Sorry hockey writers far and wide, but the Anaheim Ducks lost in the first round to Nashville, thrashing your prognostications the Ducks would win the cup this year. Regardless of final regular season standings, the only thing surprising about this outcome to us was that Nashville did not win it in fewer than seven games. This is because, based on both our research and proprietary metric, the Advanced Bracton score, Nashville minimized mistakes far better than Anaheim throughout the season. In fact we strongly suggest that Nashville would have triumphed last week had it not been roughly 4-5% in power play efficiency in the seven game series.
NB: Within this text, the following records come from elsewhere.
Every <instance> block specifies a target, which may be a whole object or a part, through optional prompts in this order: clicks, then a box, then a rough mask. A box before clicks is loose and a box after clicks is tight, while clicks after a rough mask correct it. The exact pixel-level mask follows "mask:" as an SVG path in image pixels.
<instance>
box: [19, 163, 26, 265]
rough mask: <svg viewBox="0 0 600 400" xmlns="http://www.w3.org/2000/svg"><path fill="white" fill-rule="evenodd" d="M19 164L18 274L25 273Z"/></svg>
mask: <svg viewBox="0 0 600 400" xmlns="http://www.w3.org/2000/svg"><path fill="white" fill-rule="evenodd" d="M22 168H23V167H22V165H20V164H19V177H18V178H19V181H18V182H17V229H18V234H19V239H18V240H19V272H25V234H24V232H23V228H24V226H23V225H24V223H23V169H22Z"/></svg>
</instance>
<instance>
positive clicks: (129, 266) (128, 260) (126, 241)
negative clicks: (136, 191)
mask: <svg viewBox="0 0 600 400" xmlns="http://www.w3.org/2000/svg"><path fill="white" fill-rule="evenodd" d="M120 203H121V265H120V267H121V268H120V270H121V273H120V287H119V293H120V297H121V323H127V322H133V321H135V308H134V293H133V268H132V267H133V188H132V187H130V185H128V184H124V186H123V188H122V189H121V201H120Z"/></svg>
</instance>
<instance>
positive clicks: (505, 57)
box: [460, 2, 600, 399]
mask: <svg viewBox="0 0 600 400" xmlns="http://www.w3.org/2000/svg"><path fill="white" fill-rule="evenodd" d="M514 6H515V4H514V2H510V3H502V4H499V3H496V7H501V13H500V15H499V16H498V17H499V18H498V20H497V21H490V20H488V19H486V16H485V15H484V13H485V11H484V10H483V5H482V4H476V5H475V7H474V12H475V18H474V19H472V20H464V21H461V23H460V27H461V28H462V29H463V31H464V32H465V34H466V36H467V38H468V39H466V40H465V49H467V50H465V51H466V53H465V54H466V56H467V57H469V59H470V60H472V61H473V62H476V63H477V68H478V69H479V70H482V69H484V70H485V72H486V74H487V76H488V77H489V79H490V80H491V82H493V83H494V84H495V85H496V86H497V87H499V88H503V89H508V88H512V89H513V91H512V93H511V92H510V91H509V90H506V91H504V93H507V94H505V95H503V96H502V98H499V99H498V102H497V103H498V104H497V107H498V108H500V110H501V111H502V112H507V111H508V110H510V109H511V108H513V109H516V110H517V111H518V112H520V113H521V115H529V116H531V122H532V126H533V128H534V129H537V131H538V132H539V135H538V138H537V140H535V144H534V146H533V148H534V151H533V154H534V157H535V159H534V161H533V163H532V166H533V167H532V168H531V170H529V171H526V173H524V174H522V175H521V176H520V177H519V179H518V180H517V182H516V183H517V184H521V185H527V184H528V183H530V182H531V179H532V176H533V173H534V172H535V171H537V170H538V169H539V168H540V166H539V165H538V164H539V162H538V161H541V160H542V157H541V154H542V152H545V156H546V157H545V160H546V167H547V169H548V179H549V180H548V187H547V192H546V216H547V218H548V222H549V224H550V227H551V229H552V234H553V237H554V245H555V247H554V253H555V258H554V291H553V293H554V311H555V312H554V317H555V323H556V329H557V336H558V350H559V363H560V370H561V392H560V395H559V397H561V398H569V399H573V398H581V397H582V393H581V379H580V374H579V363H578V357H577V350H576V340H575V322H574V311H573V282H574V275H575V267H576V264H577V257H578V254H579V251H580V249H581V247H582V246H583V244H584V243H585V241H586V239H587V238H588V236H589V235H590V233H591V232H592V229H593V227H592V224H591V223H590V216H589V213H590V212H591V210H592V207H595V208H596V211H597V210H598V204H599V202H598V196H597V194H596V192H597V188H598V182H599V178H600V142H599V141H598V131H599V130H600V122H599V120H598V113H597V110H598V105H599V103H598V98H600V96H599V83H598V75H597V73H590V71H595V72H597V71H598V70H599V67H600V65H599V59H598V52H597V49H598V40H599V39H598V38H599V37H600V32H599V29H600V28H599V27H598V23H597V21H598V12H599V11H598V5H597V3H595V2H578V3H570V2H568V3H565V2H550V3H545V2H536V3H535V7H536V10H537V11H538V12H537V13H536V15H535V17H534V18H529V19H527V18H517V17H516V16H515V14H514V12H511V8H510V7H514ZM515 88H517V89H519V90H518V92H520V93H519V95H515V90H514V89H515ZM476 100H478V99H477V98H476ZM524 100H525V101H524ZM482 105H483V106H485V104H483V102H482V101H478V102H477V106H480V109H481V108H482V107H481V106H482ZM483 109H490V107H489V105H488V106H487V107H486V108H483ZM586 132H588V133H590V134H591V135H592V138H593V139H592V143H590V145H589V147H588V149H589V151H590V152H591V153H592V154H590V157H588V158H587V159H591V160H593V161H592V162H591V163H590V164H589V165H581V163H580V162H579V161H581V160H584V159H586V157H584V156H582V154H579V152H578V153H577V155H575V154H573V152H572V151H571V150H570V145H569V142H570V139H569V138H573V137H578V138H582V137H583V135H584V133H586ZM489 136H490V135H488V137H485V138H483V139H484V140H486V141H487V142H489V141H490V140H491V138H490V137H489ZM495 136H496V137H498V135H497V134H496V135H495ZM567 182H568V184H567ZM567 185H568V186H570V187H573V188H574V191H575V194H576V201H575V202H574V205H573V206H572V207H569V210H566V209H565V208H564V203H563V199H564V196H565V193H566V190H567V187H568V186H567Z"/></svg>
Why is this the case? It is because we calculated that Anaheim was roughly a -40 AB this season, which resulted in costing them over 67 goals at the margin. This was the second worst in the NHL and last in the western conference. What do we mean goals at the margin? This is the accumulation of Advanced Bracton scores adjusted for time on ice of the individual players. In other words, the propensity of Anaheim to make mistakes that result in goals for the opponent was unequaled in the Western Conference. For this reason alone, we were shocked that they even made the playoffs. We admit there must be some intangible that we do not currently measure that resulted in their success the past two regular seasons but we are at a loss as to what that may be. ANA remains an egregious outlier according to our work; juxtaposed against every other team in the league (except Columbus), they have been dreadful at costing their own team goals.
So, as part of an ongoing column, what follows is a list of players that are part of the solution (meaning keepers) as well as those who are part of the problem (meaning divest of them, hurry, preferably in your own division, like VAN did to ANA with Kevin Bieksa last offseason).
Therefore, the “solutions” are as follows – these are players in the upper reaches of the NHL with respect to AB score – ANA only has two – Richard Rakell, who produced 11.92 goals at the margin and Ryan Kesler who generated 4.15. Relative to other teams, there is not enough heft at the top of the production chart to compensate for ANA players who are part of the problem. These include:
Cam Fowler (-5.29), Chris Stewart (-6.24), David Perron (-10.92), Andrew Cogliano (-7.38), Nate Thompson(-8.24), Kevin Bieksa (told you so, -9.09), Clayton Stoner (-11.85) and Shawn Horcoff (-17.84, one of the top 5 the worst AB in the NHL). There has not been a team with this many players whose propensity to make mistakes is so pronounced, to have made the playoffs in the past three seasons….except ANA. It drives us crazy.
Bottom line; ANA has more problems than solutions; they were exposed in this series; save for a dismal power play by NSH, this series would not have come close to seven games. ANA has a lot of work to do in this offseason and shedding themselves, by either trade or attrition of the players mentioned above, may give them a better chance for advancement in the playoffs next season.